Wide-format scanners play a significant role in the production of high-quality graphics and images. Whether you’re using them for scan-to-file, scan-to-print, or both functions, it’s important to understand they can be of tremendous utility in helping you gain more business, more sales, and more profits.
One shop benefitted by using its scanners to provide a client with an invaluable service, then reaped an unexpected benefit, says Bob Honn, director of marketing services for the Wide-format Printing Systems Division of Océ North America. “They brought in the [client’s] old metal cabinets, with drawers filled with paper documents, and digitized all those documents,” he recalls. “And then they sold off the cabinets on eBay, because the customer didn’t want them back.”
Reaping a sizable return on your investment starts with understanding the two major scanning technologies and which to choose for your application, says Randy Geesman, president of Paradigm Imaging. If the work involves documents that are more color critical, whether posters, photography, or artwork, a Charged Coupled Device (CCD) scanner is the best choice, because it is capable of producing a wider array of colors with greater accuracy, Geesman says. Contact Image Sensor, or CIS technology, on the other hand, is appropriate for technical documents.
According to Eric DuPaul, Designjet business development manager with Hewlett-Packard, CCD is the older of the technologies, uses multiple cameras, and a florescent light source, and can be adjusted to filter out imperfections. “Traditionally, these CCD scanners have the ability to raise and lower the platen head, allowing you to scan a document that may be attached to a piece of foam core or even plywood,” he adds.
CIS, on the other hand, is the less expensive of the technologies, uses LED lighting, and has very few moving parts, DuPaul says. “CIS technology is really geared toward a customer scanning low-to-mid-volume amounts of documents,” he says. “The types of documents scanned would be rolled, rather than folded. They would be monochrome, or maps with some colors, but mainly lined data...The CIS technology has a tendency to pick up more of the folding of the media, so anything older, such as a Mylar or animal skin, you don’t want to scan with CIS because you’ll pick up imperfections.”
Shops doing 100 to 300 scans a month should be steered toward CIS, especially because CIS scanners are typically bundled with simplistic software that are not intended for a production environment, DuPaul explains.
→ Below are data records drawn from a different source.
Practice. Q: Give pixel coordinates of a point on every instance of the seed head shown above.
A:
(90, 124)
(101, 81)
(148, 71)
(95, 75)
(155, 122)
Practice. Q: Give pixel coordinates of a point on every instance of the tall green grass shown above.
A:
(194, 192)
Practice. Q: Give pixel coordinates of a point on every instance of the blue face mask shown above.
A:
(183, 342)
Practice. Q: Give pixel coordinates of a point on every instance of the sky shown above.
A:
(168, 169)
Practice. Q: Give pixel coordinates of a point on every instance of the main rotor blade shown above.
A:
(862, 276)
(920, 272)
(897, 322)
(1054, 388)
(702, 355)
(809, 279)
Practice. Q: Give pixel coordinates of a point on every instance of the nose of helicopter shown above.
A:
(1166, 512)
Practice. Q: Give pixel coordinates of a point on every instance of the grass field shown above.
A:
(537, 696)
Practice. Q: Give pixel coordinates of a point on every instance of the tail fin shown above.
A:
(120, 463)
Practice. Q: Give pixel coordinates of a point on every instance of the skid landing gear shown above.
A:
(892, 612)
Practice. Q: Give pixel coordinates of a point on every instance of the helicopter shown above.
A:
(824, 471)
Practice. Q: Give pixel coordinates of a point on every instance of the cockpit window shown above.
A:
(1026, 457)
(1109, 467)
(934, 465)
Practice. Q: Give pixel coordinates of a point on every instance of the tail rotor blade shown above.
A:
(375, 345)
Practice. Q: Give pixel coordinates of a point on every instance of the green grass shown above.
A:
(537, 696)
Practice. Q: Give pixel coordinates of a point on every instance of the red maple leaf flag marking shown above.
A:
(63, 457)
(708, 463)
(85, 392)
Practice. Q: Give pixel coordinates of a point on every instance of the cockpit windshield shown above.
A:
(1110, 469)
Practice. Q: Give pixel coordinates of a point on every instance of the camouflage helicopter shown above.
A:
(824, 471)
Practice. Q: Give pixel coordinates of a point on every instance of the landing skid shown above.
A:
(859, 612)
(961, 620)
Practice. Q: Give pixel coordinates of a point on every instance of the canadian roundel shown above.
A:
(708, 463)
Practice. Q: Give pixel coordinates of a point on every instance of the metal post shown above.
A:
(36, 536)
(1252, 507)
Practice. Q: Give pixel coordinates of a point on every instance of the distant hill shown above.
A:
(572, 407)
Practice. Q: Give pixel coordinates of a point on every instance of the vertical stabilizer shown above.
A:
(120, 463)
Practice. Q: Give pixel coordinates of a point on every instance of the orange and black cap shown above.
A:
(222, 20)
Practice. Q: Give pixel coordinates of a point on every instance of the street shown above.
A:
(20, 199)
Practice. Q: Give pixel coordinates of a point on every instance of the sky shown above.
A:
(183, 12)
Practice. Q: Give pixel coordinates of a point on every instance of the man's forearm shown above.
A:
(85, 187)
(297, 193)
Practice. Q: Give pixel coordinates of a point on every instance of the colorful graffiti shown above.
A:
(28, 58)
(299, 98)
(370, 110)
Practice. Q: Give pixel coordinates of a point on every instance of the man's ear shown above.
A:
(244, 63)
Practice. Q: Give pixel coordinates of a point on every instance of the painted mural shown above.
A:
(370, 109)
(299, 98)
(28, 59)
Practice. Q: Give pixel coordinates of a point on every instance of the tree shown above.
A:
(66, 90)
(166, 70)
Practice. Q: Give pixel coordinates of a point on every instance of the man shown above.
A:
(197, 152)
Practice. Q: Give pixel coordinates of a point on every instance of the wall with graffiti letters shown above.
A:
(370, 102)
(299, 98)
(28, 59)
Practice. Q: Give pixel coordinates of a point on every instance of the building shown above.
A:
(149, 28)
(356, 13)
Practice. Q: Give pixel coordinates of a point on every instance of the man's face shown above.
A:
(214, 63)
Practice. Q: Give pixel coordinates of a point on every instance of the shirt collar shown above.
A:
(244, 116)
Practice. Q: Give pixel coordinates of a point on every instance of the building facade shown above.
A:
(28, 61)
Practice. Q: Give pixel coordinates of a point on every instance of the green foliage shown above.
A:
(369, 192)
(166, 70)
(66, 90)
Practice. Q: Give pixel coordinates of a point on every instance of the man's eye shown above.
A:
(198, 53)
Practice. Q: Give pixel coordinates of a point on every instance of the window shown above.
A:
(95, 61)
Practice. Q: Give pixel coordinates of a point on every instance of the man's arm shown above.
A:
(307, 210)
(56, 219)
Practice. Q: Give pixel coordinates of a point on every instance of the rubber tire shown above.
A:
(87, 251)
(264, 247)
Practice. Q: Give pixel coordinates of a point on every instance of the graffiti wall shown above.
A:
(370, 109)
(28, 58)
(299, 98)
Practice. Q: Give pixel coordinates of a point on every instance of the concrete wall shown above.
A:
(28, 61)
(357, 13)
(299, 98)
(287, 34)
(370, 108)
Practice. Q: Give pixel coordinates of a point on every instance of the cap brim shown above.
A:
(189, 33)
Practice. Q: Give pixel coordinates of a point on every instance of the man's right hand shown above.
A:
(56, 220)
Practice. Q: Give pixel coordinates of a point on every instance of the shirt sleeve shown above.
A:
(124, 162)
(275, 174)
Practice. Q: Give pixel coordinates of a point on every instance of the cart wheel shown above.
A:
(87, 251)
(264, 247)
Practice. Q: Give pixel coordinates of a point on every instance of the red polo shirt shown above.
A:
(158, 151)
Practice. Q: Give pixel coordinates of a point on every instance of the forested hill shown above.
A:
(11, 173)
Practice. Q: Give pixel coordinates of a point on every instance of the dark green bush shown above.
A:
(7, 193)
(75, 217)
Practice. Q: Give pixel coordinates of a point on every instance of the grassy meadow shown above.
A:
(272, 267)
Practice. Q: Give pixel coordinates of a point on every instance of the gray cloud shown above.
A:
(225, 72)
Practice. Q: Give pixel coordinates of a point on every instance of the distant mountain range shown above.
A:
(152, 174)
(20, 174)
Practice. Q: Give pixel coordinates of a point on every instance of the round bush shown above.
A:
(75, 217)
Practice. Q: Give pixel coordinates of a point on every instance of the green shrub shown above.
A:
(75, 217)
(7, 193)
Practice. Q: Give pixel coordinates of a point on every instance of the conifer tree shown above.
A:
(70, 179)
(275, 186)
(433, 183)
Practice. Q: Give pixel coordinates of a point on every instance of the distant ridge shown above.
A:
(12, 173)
But if you have a client who arrives with seven sets of drawings, each with 30 pages, and each set is to be scanned and documents individually named, the task is usually beyond the capability of a CIS scanner and its bundled software, DuPaul says. “That’s why it’s recommended to move to a CCD scanner with higher-end production software able to operate it, and to allow for individual file naming and very easily collated individuals sets,” he adds.
It’s also important that PSPs take color management into account. “There is no guarantee that what you see on paper is captured on the computer screen and will be seen when you output it on media,” Geesman says.
“It’s important that you manage color right across those three steps, by implementing ICC color workflow management. You can calibrate the scanner to produce more accurate color by creating ICC profiles for your scanner. You can also do the equivalent task, generating a profile for your screen, so the colors are represented more accurately on the screen.”
PSPs also need to generate ICC profiles for specific medias they use, as well as for specific printer settings, resolution, and the number of passes made by the printhead. “It’s how you really make better use of a scanner,” Geesman adds. “Unless you implement ICC color workflow management, it’s a bunch of trial and error you have to go through, like throwing darts at a dartboard.”